Just another evening mindlessly trolling Facebook when I came across this post:
The second I read it I wanted to raise my hands to the heavens and shout out a hearty amen! Then of course a tsunami of questions hit me:
Why do I treat taking a break like a buck-list item?
Why do I push myself to the point of exhaustion?
Who do I think is judging me if I stop?
Why don’t I allow myself to say ‘no’ when I need to say ‘no’?
I have a habit of over extending myself until I completely fall apart and then it takes so much more time and energy to recuperate than it would if I just stopped for a brief siesta in the first place. I ignore that desperate little warning voice in the back of my head that frantically jumps up and down like a Mexican jumping bean telling me to rest, and instead, convince myself that if I just get through my beefy to-do list, all will be well. But that list just never seems to get smaller and ‘just this one thing’ leads to another ‘okay, just let me do this’ and the next thing I know I have hit a wall and I’m down for the count.

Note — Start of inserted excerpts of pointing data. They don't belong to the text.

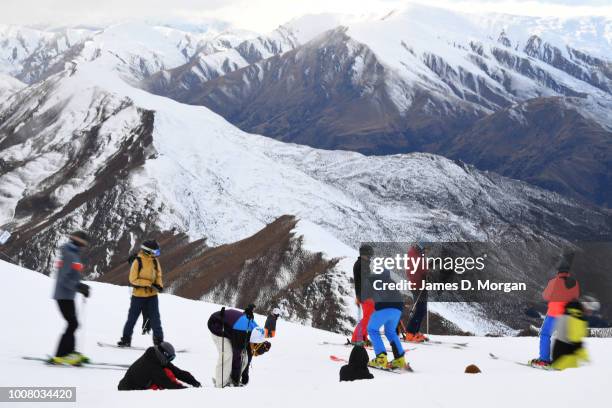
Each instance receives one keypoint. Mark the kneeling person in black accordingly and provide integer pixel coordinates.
(155, 371)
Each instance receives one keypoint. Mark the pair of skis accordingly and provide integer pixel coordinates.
(102, 344)
(455, 345)
(406, 369)
(96, 365)
(521, 363)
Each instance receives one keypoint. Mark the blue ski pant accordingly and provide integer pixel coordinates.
(387, 318)
(150, 305)
(546, 332)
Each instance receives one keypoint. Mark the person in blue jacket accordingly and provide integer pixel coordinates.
(238, 339)
(68, 282)
(388, 306)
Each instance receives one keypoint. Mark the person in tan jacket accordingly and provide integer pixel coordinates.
(147, 281)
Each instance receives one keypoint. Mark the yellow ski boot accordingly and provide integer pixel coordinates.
(398, 363)
(380, 361)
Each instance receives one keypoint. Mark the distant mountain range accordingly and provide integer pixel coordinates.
(84, 144)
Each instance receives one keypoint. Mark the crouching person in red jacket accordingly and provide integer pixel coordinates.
(154, 371)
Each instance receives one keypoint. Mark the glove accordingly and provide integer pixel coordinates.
(83, 289)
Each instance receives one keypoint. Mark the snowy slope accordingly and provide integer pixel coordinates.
(9, 85)
(27, 52)
(139, 48)
(212, 63)
(310, 378)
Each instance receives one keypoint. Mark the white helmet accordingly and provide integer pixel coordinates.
(258, 335)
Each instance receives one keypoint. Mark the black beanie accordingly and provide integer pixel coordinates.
(80, 235)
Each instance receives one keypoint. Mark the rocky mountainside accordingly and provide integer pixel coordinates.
(423, 79)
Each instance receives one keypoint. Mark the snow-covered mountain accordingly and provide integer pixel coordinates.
(85, 149)
(140, 49)
(414, 81)
(9, 85)
(183, 81)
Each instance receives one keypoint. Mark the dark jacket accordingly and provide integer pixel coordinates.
(69, 270)
(418, 275)
(357, 278)
(148, 371)
(270, 324)
(357, 368)
(385, 299)
(235, 326)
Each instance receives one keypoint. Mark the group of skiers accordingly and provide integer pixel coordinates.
(383, 309)
(236, 334)
(566, 317)
(238, 338)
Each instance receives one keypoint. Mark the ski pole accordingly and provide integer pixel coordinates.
(359, 325)
(427, 309)
(83, 318)
(222, 346)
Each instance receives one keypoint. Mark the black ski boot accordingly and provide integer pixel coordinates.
(124, 342)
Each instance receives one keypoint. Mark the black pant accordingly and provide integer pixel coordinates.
(150, 306)
(67, 309)
(420, 309)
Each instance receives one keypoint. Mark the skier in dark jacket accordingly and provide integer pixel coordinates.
(270, 325)
(238, 338)
(68, 283)
(362, 268)
(154, 371)
(357, 368)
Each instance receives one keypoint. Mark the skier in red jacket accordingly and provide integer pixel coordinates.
(560, 290)
(417, 274)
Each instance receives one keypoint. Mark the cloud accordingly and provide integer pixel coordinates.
(260, 15)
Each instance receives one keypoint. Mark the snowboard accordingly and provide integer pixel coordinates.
(521, 363)
(102, 344)
(96, 365)
(408, 369)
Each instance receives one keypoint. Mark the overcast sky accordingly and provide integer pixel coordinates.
(261, 15)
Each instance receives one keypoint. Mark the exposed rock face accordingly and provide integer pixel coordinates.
(346, 90)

What I really need to do when I hear those illustrious warning bells ringing is to ask myself ‘what do I need’ and actually slow down enough to hear the answer. Do I need an overflowing bubble bath? To ask a friend to meet me for tea? Bust out the knitting needles? Sit in peace and quiet? Go for a walk? Cut footloose in my kitchen?
Or is it a matter of,
stepping away from social media.
letting go of a commitment that doesn’t bring me joy.
not holding a mistake against myself.
rolling with it instead of holding on tight to a desired outcome.
Giving myself a break doesn’t mean I am quitting, it means I love myself enough to pay attention to what I need. And sometimes I need to sit with a cup of tea and a Hello! magazine while the rest of the world is off doing their own thing.
The truth is, I always know what I need if I just stop and pay attention; the challenge is to be kind enough to myself to actually follow through. Diana Ross in all her sequined glory had it right, some times I just need to stop in the name of love.